Its 61 hectares of vineyards (27 of which are used for the Grand Vin) are situated in the commune of St. Christophe des Bardes and it produces nearly 25,000 cases a year. The blend is predominately Merlot based and the wine is aged in oak barrels for 12 months. In the best years it is packed with ripe and plummy fruit supported by a framework of supple tannins and balanced acidity.
St Emilion is one of Bordeaux's largest producing appellations, producing more wine than Listrac, Moulis, St Estèphe, Pauillac, St Julien and Margaux put together. St Emilion has been producing wine for longer than the Médoc but its lack of accessibility to Bordeaux's port and market-restricted exports to mainland Europe meant the region initially did not enjoy the commercial success that funded the great châteaux of the Left Bank.
St Emilion itself is the prettiest of Bordeaux's wine towns, perched on top of the steep limestone slopes upon which many of the region's finest vineyards are situated. However, more than half of the appellation's vineyards lie on the plain between the town and the Dordogne River on sandy, alluvial soils with a sprinkling of gravel.
Further diversity is added by a small, complex gravel bed to the north-east of the region on the border with Pomerol. Atypically for St Emilion, this allows Cabernet Franc and, to a lesser extent, Cabernet Sauvignon to prosper and defines the personality of the great wines such as Ch. Cheval Blanc.

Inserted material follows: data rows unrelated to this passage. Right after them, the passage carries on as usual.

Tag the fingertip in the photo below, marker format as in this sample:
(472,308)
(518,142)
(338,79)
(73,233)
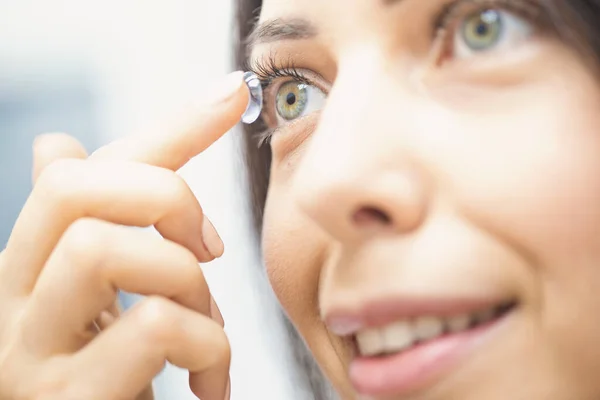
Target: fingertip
(211,239)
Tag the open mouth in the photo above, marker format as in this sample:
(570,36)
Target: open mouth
(402,335)
(410,354)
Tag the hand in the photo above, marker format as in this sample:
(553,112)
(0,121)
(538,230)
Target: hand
(70,251)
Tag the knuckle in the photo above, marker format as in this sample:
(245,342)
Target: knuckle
(176,189)
(156,319)
(86,241)
(56,180)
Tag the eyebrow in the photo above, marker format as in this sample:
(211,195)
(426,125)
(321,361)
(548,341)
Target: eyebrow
(281,29)
(288,29)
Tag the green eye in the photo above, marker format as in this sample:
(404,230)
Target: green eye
(483,30)
(291,100)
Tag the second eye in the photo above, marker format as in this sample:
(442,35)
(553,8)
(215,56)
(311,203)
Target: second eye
(296,99)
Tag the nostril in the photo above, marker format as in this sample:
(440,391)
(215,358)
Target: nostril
(369,216)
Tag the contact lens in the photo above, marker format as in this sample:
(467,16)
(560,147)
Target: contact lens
(256,100)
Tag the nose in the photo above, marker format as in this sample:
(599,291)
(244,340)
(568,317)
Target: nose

In the early 1990s there was an explosion of experimentation and evolution, leading to the rise of the garagistes, producers of deeply-concentrated wines made in very small quantities and offered at high prices. The appellation is also surrounded by four satellite appellations, Montagne, Lussac, Puisseguin and St. Georges, which enjoy a family similarity but not the complexity of the best wines.

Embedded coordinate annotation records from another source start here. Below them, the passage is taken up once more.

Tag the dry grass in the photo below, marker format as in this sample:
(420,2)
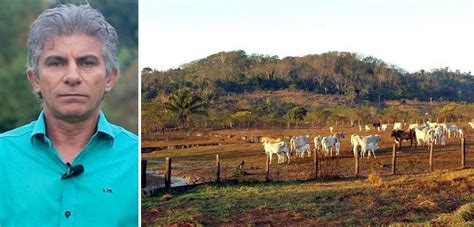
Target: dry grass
(426,198)
(412,196)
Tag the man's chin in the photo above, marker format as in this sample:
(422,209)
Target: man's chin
(75,115)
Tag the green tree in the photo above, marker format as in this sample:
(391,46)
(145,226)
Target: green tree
(184,104)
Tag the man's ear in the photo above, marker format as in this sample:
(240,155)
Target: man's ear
(110,80)
(34,80)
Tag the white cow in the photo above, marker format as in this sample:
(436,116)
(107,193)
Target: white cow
(425,135)
(331,143)
(412,126)
(453,129)
(281,149)
(270,139)
(298,141)
(301,150)
(367,144)
(443,140)
(367,128)
(397,126)
(317,143)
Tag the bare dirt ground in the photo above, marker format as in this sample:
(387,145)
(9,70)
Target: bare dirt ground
(193,155)
(197,161)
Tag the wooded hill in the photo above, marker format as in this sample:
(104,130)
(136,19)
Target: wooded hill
(333,87)
(340,73)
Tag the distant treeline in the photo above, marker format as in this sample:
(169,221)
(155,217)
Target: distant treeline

St Emilion was first officially classified in 1954, and is the most meritocratic classification system in Bordeaux, as it is regularly amended. The most recent revision of the classification was in 2012
The most widely planted grape in Bordeaux and a grape that has been on a relentless expansion drive throughout the world in the last decade. Merlot is adaptable to most soils and is relatively simple to cultivate. It is a vigorous naturally high yielding grape that requires savage pruning - over-cropped Merlot-based wines are dilute and bland. It is also vital to pick at optimum ripeness as Merlot can quickly lose its varietal characteristics if harvested overripe.

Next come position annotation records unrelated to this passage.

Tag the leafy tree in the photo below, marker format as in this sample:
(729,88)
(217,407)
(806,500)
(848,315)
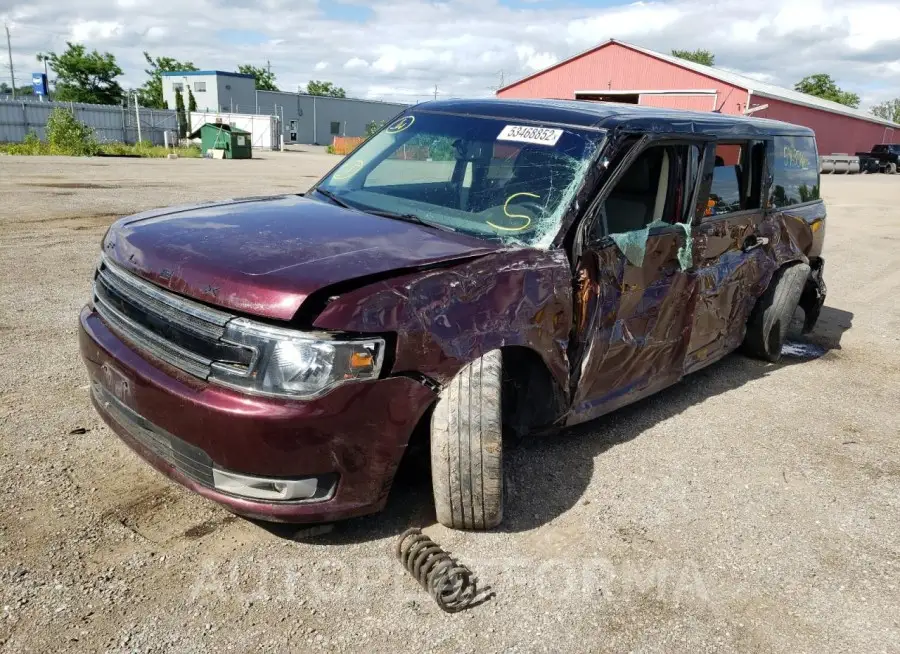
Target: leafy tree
(150,94)
(889,110)
(704,57)
(373,127)
(68,135)
(179,112)
(83,76)
(265,79)
(822,86)
(315,87)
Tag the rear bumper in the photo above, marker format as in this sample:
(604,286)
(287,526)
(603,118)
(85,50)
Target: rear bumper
(352,439)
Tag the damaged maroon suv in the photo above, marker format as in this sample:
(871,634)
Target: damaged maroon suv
(474,270)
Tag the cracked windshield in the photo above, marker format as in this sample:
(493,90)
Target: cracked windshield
(490,178)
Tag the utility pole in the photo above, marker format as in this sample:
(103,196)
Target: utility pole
(12,71)
(44,58)
(137,117)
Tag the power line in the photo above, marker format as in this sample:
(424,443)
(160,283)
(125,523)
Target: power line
(12,71)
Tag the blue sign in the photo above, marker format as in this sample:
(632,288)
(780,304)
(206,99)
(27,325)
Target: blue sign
(39,84)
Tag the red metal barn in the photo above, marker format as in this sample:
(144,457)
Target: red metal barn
(620,72)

In St.Emilion and Pomerol it withstands the moist clay rich soils far better than Cabernet grapes, and at it best produces opulently rich, plummy clarets with succulent fruitcake-like nuances. Le Pin, Pétrus and Clinet are examples of hedonistically rich Merlot wines at their very best. It also plays a key supporting role in filling out the middle palate of the Cabernet-dominated wines of the Médoc and Graves.